Computers attempting to simulate nature are slower than nature itself, and the
result can render measurement of critical properties computationally
intractable.  For models of nature with certain symmetries, algorithms exist
that eliminate this slowness with clever and unnatural dynamics, transforming
large clusters of microscopic constituents together in a way that resembles
the natural fluctuations. Unfortunately, these methods cannot be directly
applied in the presence of an external potential, like a magnetic field or
lattice interaction, since these break the symmetry these algorithms depend on
to operate.

We've introduced a way of using cluster algorithms on systems in external
potentials despite broken symmetry.

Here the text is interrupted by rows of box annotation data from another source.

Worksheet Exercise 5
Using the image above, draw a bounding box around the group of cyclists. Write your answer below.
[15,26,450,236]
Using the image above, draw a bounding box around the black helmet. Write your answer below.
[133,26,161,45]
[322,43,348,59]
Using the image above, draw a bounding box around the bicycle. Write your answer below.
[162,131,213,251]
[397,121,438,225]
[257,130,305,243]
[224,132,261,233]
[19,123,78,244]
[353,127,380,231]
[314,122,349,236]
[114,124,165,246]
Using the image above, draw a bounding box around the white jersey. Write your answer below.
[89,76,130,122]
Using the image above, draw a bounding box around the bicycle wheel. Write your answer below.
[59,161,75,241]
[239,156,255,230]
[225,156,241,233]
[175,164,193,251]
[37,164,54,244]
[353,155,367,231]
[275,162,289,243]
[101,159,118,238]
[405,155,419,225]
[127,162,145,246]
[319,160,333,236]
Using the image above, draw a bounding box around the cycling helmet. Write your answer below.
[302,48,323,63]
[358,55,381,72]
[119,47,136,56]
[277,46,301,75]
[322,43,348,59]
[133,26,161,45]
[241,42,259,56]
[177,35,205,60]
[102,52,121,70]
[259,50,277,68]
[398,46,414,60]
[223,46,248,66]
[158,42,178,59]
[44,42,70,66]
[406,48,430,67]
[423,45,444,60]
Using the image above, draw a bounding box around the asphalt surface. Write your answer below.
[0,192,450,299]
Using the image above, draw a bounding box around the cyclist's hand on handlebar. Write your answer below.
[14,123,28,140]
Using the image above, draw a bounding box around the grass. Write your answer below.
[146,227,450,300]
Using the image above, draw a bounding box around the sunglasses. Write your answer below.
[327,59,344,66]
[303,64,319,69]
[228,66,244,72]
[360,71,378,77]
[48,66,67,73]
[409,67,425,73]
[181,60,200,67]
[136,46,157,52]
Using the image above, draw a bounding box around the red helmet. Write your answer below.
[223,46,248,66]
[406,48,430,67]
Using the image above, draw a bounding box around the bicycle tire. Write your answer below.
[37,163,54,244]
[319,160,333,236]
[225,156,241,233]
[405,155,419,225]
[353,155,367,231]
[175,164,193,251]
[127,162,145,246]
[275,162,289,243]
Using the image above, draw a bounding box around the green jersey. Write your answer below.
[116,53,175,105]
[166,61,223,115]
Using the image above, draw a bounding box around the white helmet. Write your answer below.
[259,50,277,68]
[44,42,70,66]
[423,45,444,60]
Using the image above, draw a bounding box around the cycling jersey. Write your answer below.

By including the external potential as a
dynamic element of the model that can itself be added to clusters and
transformed along with the rest of the system, the original model's symmetries
are restored.  Characteristic states of the modified model are equivalent to
those of the original one provided the accumulated transformations to the
external potential are accounted for and reversed when making measurements.
The extension naturally preserves the efficiency of the original algorithms in
the places where critical slowing down is worst.